Building successful business relationships—Japan
Japan’s most prominent characteristic according to Hofstede is high Uncertainty Avoidance. Ambiguity is unwelcome and strict rules and procedures are put in place to reduce it. This may explain why the Japanese view conflict—a highly ambiguous subject—negatively. It is generally preferred to submit to the collective opinion, and therefore the Land of the Rising Sun is also considered to be highly Collectivist. The concepts of individual freedom and personal achievement are not regarded as highly as those of group harmony and consensus. Harmony is the ideal answer in all situations, and this is reflected in the negotiation style. The Japanese do not like to use the word “no.” You need to learn to interpret the way things are said. Sometimes you may hear “yes” when the speaker means “no.” This is true in general for countries high on the uncertainty-avoidance scale, and in order to be successful you will need to learn to distinguish these signals. The same goes for smiles and displays of emotion. A smile can express displeasure as much as contentment. You must be careful with your use of facial expressions, because they may be misunderstood. Never point, and try not to gesture with your hands.
To reduce uncertainty about behavior, there are many social rules and rituals in place. There exists a very intricate process for greeting and the giving and receiving of business cards. Rank is important and if greeted with a bow, you must return a bow as low as the one you received. This determines the status of your relationship. When bowing you must keep your palms next to your thighs and your eyes down.
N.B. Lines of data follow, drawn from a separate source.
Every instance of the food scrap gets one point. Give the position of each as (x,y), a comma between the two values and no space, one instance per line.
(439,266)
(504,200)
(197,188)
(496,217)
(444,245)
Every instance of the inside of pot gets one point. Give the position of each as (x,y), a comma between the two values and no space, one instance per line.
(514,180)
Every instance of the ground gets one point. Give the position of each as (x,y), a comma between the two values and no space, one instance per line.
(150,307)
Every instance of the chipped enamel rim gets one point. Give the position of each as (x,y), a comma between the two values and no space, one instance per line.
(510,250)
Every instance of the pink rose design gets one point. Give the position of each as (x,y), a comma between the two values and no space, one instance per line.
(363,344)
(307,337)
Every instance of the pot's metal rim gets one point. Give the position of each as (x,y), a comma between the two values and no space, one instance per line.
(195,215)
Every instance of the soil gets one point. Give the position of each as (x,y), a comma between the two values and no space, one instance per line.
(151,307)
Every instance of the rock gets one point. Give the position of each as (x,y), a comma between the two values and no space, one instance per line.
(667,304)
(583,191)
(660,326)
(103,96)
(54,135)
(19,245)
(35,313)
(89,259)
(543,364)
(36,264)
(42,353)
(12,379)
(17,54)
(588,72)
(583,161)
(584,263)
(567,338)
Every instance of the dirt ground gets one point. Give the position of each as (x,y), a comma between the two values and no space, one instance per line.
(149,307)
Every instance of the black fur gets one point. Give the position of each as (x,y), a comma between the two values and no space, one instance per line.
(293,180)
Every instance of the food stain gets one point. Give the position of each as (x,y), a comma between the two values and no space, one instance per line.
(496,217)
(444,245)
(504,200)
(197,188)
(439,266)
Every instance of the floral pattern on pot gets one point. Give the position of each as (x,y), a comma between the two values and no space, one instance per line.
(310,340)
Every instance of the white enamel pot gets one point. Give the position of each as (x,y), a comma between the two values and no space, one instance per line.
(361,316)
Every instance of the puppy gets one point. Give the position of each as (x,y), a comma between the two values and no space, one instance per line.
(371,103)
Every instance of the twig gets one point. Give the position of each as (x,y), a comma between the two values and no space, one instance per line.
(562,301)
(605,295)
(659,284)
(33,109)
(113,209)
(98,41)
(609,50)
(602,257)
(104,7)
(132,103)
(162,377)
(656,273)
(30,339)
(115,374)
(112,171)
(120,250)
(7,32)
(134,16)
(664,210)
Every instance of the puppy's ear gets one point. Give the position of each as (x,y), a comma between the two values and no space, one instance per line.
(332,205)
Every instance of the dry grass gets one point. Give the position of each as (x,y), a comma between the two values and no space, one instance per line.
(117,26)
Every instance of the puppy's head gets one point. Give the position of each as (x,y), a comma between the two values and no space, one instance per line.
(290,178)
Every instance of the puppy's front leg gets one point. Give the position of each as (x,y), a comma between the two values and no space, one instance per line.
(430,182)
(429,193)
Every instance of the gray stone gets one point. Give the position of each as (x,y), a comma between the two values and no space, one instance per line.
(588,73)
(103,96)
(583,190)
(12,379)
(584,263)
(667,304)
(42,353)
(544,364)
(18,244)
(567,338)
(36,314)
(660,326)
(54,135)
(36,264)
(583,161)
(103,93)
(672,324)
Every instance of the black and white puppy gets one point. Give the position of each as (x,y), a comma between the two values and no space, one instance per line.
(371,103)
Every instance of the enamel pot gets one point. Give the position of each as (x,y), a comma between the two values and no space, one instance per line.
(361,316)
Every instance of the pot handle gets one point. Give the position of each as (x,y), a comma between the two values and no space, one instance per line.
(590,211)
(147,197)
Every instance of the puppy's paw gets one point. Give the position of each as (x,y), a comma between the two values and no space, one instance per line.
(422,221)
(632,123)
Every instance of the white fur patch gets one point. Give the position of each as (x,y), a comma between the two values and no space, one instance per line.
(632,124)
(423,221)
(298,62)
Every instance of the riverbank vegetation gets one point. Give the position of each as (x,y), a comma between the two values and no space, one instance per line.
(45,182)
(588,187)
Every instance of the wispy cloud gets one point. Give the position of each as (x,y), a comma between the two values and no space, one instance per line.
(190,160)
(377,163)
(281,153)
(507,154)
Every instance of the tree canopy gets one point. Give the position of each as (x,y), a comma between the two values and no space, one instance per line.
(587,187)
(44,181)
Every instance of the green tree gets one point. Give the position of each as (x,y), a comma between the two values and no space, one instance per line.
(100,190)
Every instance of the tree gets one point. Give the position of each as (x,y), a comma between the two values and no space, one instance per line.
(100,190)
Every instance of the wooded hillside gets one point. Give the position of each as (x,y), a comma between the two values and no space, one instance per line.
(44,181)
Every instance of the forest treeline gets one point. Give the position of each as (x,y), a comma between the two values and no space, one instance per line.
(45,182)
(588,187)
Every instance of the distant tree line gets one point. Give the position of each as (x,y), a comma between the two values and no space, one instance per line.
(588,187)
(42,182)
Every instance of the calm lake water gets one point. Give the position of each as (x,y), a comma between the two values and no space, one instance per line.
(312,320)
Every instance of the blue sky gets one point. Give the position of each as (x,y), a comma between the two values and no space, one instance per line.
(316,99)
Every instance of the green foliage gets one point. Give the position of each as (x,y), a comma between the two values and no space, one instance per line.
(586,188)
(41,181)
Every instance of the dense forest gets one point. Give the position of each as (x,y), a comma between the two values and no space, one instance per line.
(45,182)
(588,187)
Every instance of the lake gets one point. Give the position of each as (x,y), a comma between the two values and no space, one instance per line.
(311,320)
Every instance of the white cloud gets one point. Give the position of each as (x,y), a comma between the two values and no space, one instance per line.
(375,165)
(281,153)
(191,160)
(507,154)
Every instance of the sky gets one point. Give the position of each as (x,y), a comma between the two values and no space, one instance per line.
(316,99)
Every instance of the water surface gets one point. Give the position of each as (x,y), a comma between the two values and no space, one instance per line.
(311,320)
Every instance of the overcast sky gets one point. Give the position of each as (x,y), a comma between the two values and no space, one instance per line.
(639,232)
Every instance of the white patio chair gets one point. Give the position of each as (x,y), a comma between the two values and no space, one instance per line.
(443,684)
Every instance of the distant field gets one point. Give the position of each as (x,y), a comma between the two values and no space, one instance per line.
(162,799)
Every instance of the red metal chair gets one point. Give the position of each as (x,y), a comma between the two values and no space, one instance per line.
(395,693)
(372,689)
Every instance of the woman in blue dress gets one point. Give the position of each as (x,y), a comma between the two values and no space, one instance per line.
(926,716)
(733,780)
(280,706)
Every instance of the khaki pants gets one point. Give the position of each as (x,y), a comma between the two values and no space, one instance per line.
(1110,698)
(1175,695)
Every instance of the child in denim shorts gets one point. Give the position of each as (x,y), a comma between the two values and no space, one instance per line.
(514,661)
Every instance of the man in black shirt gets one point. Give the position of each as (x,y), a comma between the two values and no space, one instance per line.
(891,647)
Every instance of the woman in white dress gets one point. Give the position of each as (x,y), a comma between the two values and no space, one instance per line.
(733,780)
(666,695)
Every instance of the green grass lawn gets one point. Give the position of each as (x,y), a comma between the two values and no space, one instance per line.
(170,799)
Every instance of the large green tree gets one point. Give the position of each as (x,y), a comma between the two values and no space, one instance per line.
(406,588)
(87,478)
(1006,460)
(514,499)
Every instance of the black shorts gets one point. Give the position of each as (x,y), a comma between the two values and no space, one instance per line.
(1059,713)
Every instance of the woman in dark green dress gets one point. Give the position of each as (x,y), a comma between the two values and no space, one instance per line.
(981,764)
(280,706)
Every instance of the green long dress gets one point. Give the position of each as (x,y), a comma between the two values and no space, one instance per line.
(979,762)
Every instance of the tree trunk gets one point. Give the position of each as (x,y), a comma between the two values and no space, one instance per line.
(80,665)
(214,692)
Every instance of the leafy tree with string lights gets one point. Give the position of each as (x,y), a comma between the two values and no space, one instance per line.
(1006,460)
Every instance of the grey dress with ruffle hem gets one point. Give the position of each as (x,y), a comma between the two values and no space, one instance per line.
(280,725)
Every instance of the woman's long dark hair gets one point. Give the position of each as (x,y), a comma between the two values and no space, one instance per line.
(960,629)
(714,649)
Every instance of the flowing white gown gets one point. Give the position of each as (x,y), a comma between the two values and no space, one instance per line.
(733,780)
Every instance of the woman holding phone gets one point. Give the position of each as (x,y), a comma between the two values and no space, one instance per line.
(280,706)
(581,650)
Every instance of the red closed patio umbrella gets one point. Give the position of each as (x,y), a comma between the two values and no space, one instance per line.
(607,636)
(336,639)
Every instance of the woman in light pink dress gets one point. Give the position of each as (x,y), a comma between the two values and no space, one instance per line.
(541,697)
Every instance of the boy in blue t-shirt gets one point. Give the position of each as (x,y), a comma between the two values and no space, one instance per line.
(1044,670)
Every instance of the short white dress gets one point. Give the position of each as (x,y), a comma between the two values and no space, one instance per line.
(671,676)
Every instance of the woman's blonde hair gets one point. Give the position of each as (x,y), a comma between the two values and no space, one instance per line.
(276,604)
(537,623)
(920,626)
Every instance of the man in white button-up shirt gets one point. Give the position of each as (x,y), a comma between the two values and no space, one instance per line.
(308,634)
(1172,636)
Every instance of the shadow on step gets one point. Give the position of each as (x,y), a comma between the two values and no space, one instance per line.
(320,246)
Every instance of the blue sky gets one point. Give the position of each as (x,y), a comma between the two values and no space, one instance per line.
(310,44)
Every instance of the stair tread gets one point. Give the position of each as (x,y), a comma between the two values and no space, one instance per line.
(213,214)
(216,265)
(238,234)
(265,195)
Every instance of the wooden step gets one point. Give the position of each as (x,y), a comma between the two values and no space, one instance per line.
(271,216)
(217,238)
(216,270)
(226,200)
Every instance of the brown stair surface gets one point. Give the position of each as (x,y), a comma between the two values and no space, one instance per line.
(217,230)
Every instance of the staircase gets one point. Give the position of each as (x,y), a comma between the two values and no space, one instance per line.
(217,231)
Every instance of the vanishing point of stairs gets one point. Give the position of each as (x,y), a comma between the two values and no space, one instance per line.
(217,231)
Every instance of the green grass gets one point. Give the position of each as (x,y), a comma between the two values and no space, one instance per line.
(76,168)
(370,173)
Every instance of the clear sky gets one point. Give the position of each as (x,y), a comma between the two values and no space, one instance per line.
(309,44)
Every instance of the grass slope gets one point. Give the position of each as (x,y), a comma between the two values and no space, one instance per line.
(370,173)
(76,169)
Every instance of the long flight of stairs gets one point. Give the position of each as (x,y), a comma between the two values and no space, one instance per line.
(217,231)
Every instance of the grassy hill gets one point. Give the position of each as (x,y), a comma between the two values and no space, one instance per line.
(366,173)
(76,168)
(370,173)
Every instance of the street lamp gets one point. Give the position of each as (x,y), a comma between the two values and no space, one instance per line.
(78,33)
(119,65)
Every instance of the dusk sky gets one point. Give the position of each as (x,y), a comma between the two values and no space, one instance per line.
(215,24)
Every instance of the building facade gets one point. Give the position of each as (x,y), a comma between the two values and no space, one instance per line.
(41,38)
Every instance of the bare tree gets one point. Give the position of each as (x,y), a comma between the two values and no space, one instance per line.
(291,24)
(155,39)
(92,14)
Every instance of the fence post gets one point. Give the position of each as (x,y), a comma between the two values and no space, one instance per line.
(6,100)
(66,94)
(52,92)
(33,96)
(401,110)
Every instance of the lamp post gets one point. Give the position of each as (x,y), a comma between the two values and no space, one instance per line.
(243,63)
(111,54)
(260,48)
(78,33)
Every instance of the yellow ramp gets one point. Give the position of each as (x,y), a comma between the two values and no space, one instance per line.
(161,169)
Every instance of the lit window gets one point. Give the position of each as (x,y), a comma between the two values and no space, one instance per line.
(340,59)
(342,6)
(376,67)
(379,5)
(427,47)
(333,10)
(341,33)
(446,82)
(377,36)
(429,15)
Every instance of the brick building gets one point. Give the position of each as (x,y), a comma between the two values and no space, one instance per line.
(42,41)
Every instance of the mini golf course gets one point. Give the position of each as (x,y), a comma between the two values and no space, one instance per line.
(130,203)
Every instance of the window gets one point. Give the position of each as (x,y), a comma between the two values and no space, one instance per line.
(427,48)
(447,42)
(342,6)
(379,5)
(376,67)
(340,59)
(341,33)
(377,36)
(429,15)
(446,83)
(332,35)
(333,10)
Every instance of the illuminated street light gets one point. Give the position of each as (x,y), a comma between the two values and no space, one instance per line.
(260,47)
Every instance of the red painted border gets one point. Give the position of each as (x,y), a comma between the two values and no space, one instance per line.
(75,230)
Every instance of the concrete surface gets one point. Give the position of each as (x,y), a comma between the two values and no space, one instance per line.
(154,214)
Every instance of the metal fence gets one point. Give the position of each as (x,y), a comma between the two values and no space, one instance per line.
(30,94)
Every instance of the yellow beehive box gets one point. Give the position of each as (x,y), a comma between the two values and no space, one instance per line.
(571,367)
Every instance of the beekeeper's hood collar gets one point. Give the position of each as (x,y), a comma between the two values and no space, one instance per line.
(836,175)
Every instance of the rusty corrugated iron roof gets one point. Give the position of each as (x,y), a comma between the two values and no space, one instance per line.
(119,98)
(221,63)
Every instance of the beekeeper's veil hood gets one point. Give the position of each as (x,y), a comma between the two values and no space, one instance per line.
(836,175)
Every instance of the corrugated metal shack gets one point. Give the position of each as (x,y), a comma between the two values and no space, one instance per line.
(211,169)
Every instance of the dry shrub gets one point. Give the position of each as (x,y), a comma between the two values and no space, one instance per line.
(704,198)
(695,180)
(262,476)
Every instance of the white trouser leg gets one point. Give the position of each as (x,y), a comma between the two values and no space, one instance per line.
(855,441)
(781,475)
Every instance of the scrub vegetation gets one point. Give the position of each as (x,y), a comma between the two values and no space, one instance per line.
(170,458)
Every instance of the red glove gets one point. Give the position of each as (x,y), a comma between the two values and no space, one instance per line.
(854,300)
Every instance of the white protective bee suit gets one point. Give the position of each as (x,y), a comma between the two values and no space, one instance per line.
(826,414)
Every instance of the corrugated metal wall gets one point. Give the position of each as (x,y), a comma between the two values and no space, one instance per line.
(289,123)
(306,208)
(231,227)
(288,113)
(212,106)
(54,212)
After this comes the exchange of business cards. This process is called meishi koukan. Cards must be given and received with both hands and must contain your home language on one side with the Japanese on the other. When giving your business card, use both hands and present it with the Japanese side up. The Japanese consider business cards to be a direct representation of the individual, and you should handle them with care. Do not write on or bend the card you receive at any cost. This is extreme disrespect. It is a good idea to carry around a small card case to place cards in. Doing otherwise may be considered to deface the individual who gave it to you. Read the card slowly and carefully in order to show respect to the person who gave it to you. No business can begin until this process is complete.